Network partition is to point to in a distributed system, different nodes distribution in different subnet or long-distance network (room), due to some special reasons lead to these sub network in the condition of the network is not connected, but each network’s internal network is normal, resulting in the network environment of the whole system been split into several isolated areas.
It is important to note that each node that makes up a distributed system joins and exits as a special network partition.
Since a distributed system cannot simultaneously satisfy the three characteristics of consistency, availability, and fault tolerance of partitions, we need to discard one of them:
Here’s a chart to illustrate:
To be clear, fault tolerance of partitions is a fundamental requirement for a distributed system. Since it is a distributed system, the components of the distributed system must be deployed to different nodes, otherwise there would be no distributed system at all, hence the emergence of subnetworks.

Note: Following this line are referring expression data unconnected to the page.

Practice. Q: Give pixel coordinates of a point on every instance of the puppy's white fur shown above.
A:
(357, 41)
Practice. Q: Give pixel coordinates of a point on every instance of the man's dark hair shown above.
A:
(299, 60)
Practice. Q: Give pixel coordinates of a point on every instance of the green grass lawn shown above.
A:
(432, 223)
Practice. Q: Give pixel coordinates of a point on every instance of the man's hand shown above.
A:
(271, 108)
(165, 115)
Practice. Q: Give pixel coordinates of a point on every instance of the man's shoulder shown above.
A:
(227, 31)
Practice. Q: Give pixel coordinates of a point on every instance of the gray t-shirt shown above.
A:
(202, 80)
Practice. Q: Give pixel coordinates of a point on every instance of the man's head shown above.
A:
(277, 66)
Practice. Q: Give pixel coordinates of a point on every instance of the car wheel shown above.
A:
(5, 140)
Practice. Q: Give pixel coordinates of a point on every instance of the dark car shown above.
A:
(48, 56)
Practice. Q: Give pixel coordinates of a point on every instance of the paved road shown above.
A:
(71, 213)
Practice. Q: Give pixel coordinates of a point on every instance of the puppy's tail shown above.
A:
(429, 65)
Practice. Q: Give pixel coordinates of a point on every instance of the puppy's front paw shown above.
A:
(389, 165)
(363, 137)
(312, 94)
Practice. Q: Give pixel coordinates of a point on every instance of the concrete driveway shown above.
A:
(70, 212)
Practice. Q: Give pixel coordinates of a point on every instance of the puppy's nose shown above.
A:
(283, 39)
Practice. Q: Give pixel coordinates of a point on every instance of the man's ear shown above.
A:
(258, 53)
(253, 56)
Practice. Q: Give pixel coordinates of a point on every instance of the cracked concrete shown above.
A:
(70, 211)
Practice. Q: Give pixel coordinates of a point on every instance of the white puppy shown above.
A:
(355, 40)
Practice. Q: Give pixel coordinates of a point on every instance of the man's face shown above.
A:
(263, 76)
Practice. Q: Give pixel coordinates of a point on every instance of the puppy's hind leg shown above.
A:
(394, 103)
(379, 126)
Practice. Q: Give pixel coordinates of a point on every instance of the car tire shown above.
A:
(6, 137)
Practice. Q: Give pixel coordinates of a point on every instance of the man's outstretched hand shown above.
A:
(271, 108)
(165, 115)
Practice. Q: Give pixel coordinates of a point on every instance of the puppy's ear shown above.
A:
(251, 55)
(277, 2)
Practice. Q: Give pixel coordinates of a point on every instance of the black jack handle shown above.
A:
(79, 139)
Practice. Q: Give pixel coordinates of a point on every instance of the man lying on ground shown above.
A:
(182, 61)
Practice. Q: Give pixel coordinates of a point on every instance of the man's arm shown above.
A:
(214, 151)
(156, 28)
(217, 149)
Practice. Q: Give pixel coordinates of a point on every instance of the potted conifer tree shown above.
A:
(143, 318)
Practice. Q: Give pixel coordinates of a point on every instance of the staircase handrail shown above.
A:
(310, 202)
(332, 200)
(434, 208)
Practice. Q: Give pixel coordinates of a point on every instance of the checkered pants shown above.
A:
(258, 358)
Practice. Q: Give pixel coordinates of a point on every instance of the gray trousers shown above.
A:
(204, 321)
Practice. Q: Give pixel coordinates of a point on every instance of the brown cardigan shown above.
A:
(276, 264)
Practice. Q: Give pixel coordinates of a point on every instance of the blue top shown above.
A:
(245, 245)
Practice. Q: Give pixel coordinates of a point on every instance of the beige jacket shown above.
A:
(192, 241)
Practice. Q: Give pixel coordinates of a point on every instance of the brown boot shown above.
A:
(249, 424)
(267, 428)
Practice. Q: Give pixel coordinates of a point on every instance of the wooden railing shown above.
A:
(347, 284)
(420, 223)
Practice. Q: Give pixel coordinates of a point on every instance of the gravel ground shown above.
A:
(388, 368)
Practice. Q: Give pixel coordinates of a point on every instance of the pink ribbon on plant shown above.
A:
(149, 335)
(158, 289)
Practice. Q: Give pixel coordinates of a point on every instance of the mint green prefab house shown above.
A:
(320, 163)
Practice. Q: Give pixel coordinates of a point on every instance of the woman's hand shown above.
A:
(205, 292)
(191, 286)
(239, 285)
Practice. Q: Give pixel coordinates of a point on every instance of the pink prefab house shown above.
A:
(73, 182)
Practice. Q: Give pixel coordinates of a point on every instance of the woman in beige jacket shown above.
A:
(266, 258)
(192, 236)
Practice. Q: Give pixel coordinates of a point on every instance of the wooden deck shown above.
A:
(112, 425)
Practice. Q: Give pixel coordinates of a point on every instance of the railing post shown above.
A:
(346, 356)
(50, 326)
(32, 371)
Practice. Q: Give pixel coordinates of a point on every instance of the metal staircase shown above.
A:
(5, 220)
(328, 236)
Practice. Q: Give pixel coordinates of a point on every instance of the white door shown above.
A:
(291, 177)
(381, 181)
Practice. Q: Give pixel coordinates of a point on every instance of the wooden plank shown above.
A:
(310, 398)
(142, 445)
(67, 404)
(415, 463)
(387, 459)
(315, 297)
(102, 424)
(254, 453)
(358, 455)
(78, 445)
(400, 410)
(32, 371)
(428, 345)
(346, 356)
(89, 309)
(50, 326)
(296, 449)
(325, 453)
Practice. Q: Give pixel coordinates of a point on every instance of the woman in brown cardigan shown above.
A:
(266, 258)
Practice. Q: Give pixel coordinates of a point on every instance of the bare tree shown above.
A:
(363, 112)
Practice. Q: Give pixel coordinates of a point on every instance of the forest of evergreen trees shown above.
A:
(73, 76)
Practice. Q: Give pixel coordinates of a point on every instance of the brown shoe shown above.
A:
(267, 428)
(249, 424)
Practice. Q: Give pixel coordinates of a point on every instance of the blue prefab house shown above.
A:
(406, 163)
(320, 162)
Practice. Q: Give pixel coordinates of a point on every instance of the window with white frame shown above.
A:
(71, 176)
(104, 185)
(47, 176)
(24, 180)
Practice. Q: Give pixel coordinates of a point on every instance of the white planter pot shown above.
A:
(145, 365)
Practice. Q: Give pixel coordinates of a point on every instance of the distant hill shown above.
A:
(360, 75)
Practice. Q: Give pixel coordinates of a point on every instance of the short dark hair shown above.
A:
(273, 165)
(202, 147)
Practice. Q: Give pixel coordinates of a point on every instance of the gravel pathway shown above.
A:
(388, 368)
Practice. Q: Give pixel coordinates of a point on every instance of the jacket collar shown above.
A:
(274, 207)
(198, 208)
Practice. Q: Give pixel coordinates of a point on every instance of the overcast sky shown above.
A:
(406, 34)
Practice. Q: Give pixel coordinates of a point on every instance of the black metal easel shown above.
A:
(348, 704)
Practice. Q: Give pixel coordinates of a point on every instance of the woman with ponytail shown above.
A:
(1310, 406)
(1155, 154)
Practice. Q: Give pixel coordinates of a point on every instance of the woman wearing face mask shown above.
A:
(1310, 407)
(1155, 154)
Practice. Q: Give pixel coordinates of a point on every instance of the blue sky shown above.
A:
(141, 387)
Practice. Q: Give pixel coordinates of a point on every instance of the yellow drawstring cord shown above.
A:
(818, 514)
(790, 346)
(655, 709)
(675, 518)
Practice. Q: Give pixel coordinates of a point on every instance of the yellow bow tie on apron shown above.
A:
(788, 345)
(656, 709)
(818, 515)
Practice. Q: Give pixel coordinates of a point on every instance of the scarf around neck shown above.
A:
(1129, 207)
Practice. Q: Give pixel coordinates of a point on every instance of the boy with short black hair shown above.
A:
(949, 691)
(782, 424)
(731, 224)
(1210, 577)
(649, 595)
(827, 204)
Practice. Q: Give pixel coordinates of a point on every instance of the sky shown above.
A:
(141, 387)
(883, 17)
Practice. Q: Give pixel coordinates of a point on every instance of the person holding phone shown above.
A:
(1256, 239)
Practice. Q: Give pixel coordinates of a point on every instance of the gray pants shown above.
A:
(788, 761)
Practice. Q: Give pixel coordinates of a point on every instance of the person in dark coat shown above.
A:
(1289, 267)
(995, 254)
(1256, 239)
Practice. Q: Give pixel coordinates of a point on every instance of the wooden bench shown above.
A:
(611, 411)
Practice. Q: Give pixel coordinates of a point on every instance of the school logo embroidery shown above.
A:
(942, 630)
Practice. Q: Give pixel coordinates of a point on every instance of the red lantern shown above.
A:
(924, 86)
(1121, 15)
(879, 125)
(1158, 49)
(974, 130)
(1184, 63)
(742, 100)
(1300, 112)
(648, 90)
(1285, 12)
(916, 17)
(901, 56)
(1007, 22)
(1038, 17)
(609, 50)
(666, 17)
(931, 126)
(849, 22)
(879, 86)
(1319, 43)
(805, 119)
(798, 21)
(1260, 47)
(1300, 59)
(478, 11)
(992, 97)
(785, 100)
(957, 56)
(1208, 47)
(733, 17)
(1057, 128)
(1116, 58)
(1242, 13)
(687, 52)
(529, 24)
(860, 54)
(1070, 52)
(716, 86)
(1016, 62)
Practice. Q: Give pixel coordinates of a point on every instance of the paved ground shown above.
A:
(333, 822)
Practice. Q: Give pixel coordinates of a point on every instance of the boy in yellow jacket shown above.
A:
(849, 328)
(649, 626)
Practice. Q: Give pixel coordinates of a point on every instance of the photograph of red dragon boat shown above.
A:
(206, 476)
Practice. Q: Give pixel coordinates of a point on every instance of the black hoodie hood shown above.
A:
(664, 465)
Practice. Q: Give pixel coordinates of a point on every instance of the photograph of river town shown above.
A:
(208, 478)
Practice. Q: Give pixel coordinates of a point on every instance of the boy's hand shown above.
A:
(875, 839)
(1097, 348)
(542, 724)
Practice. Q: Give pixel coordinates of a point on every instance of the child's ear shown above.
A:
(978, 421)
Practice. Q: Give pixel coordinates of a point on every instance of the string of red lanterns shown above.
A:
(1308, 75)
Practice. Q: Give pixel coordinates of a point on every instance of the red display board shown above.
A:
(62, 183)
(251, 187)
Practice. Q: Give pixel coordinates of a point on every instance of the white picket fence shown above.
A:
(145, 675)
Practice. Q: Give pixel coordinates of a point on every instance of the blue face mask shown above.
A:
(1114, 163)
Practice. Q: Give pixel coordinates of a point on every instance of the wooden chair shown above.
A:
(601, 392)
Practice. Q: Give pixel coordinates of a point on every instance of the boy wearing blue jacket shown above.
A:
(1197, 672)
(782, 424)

For distributed system, network problem is an inevitable exception, so fault tolerance of partition has become a distributed system must face and solve the problem. As A result, systems architects often have to focus on finding A balance between C (consistency) and A (availability) based on business characteristics.
The BASE theory of
BASE is an acronym for Basically Available, Soft state, and Eventually consistent. BASE theory is the result of the tradeoff between consistency and availability in CAP. It comes from the summary of distributed practice of large-scale Internet system and is gradually evolved based on CAP theorem.
The core idea of BASE theory is that even if strong consistency cannot be achieved, each application can adopt appropriate ways to achieve the final consistency of the system according to its own business characteristics. Let’s look at the three elements of BASE:
1. Basic availability
Basic availability means that a distributed system allows for a partial loss of availability in the event of an unpredictable failure —- note that this is by no means equivalent to the system being unavailable. Such as:
(1) Loss of response time. Normally, an online search engine returns the search results to users within 0.5 seconds. However, the response time of the search results increases by 1 to 2 seconds due to the fault
(2) loss on the system functions: under normal circumstances, when an e-commerce site for shopping, consumers can almost complete each order, but in some big promoting shopping boom, due to a surge in consumer shopping behavior, in order to protect the stability of the shopping system, some consumers may be lead to a downgrade page
2. Soft state
Soft state refers to allowing intermediate state of data in the system and considering that the existence of such intermediate state does not affect the overall availability of the system, that is, allowing delay in the process of data synchronization between data copies of different nodes
3. Final consistency
Final consistency emphasizes that all copies of data, after a period of synchronization, eventually reach a consistent state. Therefore, the essence of final consistency is that the system needs to ensure the consistency of the final data, rather than ensuring the strong consistency of the system data in real time.
In general, BASE theory is oriented towards large, highly available and scalable distributed systems, which is the opposite of ACID, a traditional thing. It is completely different from ACID’s strong consistency model, but it sacrifices strong consistency to obtain availability, and allows data to be inconsistent in a period of time, but eventually reach a consistent state.
However, in actual distributed scenarios, different business units and components have different requirements for data consistency. Therefore, ACID characteristics and BASE theory are often combined in the design process of distributed system architecture.
The last
Welcome to pay attention to my public number [programmer chasing wind], the article will be updated in it, sorting out the data will be placed in it.